Hunt For a Lover
All preparations get started early by January for Feb 14th, preparing valentine cards and gifts for their special ones. I saw the huge crowd to where it went analyzing why this has to be celebrated and for what. I wished to know as to whom I should show and pour out my love. Though I got saved earlier during my schooling, knowing Jesus, I was wanting for my parent’s and worldly love. None was there to satisfy my soft little heart which needed infinite love. I wanted to know my true valentine. I was browsing the net to know what a valentine’s day is. I found that it was just to remember the man valentine who gave his life for his wife on account of his love.
Then I went through the Bible. I came to know the true valentine, having brightest days ahead. First I prayed God to give me someone to care when I really felt missing my parents at hostel. It was at this time that the Lord talked to me through John 3:16. It says “For God so loved the world that He gave His only begotten Son that whosesoever believeth in Him should not perish but have everlasting life”. How great this love is giving His only son that too for my cause? Gen 1:26,27 tells that out of love God made me and gave me full dominion over the sea, birds of the air, the cattle etc. And that He had made me out of his own image breathing into me the breadth of life. I came to know that “God needed to have a fellowship wit me”. I really felt ashamed when I realized that Jesus was waiting for a fellowship with me but me a fool was waiting for fake worldly love. I realized that how Jesus would feel if I don’t show my love in turn! I started to love Jesus.

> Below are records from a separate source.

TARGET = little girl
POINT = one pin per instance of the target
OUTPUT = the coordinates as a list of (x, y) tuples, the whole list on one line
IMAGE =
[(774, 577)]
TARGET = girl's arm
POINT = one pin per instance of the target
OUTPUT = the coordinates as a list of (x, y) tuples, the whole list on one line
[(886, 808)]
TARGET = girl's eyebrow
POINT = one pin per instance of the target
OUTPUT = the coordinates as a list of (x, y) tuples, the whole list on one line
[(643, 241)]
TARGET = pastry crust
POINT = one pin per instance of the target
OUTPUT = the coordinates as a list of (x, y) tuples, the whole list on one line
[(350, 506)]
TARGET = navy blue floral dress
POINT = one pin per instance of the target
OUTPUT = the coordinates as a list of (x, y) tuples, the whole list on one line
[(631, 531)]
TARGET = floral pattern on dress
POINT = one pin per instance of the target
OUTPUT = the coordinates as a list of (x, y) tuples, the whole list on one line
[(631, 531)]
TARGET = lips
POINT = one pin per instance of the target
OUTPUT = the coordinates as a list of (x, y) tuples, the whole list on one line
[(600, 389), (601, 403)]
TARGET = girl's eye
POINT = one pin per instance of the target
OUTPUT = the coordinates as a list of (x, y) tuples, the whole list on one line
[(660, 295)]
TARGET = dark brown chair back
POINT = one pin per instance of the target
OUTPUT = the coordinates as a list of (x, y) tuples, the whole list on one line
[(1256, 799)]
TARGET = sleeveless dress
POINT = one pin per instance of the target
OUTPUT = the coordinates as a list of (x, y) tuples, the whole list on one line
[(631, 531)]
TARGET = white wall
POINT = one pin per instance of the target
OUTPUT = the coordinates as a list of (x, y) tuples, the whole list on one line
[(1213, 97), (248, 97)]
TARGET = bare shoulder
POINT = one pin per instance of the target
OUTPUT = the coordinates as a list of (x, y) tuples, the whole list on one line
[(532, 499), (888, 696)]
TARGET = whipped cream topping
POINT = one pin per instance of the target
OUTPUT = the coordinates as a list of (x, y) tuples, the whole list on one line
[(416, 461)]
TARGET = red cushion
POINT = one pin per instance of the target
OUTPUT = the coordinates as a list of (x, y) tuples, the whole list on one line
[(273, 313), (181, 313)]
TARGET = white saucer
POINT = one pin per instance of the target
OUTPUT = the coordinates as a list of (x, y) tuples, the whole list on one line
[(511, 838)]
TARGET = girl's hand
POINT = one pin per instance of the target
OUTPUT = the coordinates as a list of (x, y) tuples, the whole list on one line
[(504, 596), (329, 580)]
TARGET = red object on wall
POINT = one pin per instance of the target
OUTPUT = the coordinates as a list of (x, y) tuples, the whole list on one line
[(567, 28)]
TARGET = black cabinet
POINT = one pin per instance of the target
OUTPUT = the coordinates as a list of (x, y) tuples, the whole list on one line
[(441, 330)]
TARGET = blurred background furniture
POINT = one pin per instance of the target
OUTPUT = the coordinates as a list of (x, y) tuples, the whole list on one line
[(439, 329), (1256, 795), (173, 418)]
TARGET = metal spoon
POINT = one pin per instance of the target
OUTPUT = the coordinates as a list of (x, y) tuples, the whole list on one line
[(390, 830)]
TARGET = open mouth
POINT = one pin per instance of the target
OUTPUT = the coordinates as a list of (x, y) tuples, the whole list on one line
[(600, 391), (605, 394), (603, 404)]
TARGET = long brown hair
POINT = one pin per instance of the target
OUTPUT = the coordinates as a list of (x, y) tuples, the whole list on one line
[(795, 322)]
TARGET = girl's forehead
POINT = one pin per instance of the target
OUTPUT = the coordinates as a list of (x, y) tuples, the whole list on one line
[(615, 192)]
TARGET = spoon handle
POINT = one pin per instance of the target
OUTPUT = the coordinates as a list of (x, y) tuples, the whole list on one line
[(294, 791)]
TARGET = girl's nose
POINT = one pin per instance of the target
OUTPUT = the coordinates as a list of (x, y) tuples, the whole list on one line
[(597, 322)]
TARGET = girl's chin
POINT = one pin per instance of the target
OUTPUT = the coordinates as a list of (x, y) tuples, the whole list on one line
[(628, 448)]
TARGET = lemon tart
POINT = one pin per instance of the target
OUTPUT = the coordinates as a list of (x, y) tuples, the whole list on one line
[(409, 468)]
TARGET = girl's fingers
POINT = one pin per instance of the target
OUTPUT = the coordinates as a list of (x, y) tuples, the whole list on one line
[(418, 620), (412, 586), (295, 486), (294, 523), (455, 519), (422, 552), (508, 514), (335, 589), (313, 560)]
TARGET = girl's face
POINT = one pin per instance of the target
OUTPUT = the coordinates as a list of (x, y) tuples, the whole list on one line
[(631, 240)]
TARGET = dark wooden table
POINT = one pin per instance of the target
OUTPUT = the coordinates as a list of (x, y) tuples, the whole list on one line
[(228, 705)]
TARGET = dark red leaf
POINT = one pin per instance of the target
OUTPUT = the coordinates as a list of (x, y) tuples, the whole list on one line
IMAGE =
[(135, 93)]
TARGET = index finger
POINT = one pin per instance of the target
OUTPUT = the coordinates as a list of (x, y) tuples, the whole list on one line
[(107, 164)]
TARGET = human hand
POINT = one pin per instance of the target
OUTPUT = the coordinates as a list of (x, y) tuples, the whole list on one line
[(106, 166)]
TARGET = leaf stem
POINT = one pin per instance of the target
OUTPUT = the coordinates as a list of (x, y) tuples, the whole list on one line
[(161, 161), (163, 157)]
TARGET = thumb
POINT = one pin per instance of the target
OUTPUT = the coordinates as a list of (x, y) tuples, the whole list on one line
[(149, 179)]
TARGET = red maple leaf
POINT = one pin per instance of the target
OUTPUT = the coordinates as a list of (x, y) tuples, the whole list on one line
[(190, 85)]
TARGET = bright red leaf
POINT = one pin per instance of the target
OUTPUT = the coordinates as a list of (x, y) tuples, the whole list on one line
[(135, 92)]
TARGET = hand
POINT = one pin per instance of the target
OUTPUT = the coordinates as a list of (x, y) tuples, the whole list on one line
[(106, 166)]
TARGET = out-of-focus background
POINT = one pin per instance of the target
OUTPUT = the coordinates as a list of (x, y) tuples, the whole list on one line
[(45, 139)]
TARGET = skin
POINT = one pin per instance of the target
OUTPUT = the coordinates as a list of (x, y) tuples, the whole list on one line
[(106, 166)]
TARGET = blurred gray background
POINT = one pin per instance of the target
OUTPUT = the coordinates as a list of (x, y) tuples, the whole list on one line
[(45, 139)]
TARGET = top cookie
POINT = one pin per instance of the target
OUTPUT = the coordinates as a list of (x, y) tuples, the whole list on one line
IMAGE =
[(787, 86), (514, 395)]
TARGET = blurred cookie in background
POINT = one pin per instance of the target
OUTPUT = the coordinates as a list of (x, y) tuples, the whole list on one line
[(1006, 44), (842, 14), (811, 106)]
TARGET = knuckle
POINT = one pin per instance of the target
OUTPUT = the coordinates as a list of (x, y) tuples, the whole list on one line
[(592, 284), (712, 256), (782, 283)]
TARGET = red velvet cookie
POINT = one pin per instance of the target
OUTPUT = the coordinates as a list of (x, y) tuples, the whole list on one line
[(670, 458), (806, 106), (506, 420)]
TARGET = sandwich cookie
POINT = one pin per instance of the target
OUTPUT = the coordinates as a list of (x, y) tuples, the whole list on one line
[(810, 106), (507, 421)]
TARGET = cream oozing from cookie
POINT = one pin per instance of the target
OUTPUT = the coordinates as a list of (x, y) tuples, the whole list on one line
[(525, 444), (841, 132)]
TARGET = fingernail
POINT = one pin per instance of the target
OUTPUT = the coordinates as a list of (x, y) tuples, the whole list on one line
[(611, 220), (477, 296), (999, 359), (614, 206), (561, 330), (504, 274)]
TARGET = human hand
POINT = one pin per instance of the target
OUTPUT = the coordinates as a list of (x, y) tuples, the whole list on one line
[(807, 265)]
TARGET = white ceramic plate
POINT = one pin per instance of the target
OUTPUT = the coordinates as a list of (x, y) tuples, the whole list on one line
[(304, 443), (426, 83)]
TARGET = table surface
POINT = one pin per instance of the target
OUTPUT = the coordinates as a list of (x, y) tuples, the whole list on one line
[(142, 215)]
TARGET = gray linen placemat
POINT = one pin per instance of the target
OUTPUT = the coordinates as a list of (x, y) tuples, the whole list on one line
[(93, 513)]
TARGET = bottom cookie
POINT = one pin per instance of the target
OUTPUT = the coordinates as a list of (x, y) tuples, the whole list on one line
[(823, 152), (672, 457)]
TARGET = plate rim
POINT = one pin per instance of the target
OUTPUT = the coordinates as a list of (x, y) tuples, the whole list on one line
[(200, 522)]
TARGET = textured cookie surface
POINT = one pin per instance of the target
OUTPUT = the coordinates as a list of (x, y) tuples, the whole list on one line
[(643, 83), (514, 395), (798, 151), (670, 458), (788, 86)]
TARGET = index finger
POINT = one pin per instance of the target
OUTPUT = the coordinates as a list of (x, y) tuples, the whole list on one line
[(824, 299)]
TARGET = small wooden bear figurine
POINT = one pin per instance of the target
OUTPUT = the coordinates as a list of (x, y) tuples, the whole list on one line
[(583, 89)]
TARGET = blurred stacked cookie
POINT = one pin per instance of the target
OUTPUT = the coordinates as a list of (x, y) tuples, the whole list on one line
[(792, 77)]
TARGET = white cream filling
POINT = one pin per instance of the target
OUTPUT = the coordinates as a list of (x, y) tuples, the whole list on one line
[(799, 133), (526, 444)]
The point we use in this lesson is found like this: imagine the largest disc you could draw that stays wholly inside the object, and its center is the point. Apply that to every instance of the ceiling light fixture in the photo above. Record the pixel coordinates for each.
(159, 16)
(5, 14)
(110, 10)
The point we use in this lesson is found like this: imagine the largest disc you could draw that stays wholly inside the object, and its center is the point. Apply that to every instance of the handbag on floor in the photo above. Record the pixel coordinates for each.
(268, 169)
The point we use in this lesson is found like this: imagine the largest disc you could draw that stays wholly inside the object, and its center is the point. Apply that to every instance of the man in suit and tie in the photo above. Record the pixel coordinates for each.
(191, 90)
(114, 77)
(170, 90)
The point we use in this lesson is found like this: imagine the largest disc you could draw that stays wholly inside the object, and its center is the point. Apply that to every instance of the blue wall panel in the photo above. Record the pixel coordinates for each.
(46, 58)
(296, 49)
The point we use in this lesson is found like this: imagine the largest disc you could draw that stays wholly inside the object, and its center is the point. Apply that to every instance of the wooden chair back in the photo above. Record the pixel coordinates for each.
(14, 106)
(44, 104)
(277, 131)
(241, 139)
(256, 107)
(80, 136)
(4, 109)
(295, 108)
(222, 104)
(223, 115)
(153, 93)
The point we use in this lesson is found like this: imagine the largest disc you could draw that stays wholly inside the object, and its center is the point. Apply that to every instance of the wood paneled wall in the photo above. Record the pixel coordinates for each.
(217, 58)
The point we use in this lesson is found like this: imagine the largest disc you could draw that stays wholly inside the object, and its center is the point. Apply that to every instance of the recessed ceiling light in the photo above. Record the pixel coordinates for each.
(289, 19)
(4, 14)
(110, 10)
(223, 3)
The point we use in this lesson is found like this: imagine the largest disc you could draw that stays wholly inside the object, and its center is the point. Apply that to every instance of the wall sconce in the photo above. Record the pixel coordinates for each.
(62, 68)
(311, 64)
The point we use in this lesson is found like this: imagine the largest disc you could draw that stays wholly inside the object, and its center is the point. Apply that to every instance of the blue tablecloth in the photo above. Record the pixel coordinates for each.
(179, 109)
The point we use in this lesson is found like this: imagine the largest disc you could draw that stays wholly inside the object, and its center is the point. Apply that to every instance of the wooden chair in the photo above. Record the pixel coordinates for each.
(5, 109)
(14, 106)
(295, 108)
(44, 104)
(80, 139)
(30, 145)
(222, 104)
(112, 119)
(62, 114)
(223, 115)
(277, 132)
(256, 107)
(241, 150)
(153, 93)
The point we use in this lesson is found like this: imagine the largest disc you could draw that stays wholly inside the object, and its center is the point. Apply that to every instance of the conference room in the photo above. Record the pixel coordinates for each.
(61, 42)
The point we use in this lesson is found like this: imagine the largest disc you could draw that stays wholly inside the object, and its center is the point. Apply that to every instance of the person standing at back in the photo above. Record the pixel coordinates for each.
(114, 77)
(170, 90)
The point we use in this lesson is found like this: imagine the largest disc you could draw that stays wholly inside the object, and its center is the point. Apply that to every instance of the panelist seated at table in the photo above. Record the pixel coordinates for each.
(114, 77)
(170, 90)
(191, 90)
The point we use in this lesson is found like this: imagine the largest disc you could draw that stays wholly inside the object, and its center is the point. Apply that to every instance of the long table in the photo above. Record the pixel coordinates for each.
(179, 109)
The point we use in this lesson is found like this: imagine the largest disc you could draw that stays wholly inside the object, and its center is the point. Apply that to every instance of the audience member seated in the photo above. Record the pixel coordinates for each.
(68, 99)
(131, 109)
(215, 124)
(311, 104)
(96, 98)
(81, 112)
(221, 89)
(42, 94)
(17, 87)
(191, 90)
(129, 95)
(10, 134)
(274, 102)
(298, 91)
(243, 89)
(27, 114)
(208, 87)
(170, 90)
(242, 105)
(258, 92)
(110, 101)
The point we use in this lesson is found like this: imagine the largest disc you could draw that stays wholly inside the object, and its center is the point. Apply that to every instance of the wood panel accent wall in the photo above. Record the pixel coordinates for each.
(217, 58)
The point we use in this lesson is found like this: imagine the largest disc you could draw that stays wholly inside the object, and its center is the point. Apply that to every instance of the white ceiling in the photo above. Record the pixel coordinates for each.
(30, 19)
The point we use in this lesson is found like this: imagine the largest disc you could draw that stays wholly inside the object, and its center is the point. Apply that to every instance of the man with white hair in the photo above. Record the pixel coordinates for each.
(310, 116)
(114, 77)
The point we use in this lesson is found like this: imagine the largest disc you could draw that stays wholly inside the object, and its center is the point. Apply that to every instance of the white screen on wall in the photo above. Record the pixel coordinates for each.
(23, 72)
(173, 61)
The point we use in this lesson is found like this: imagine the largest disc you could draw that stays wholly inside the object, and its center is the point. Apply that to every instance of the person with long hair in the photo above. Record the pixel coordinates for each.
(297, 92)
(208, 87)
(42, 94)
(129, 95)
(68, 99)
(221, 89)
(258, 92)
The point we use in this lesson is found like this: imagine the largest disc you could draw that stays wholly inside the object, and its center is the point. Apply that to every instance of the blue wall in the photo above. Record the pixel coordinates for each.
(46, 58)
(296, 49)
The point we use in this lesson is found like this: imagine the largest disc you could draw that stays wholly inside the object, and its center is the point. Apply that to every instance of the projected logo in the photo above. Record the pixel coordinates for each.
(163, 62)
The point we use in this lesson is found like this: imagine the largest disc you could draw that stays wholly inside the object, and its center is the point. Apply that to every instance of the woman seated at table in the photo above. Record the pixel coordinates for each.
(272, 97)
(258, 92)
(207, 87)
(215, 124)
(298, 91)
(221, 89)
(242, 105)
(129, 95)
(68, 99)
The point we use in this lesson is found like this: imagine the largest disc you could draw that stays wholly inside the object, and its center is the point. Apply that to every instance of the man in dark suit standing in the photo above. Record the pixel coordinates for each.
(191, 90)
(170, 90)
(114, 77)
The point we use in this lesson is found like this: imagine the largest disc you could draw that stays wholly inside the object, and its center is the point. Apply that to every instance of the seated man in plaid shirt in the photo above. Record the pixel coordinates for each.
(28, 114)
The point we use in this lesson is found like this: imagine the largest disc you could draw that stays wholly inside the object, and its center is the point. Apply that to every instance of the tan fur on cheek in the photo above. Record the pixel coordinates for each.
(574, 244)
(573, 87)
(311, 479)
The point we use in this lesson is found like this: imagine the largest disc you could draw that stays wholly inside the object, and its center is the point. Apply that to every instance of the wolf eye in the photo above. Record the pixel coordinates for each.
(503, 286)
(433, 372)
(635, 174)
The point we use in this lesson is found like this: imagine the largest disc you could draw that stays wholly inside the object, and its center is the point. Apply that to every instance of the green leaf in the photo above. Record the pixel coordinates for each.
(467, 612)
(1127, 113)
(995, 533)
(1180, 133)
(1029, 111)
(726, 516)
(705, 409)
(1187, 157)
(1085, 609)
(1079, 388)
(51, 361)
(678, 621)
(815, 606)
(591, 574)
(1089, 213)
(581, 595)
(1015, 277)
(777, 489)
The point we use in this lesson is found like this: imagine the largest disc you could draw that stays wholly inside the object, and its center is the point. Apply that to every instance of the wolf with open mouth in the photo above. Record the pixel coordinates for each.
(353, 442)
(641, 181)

The next verse through which God spoke was exodus20:5 which say that “For I the Lord your God am a jealous God”. Exodus 20:3 says that “You shall have no other Gods before me.” I was happy at this verse because I was sure that I worshipped the one and only living God Jesus. But God talked to me telling that “If anyone replaces His position in my heart and if I give first importance to someone else instead of Him, then it becomes an idol”. I was really guilty, sad and disgusted. It was at this time that I had to forget many people in my life whom I considered so dear. When I self-analyzed myself I found that I had given them much place in my heart that I wasn’t able to live without talking to them. But on the other hand my gracious Lover comforted me. At this point of my life I understood and experienced the true love, care and comfort of Jesus. I understood that it is GOD IS LOVE and not God has love. Love is an essence of God’s character. Life changed. Each minute I used to talk to my Jesus in class and at hostel. He taught me through Exodus19:5 that if I keep His covenant& obey Him, He’ll have me as a special treasure above all people. This was what I expected to get from the world but came to know that only Jesus could have me so special. The youth blood is something which has capacity to show extreme affinity to someone and that’s why Bible says “Remember the Lord in your youth.” When I accepted Jesus as my LOVER, I spent time with Bible and prayer instead of my mobile. I found out what peace is. Praise God.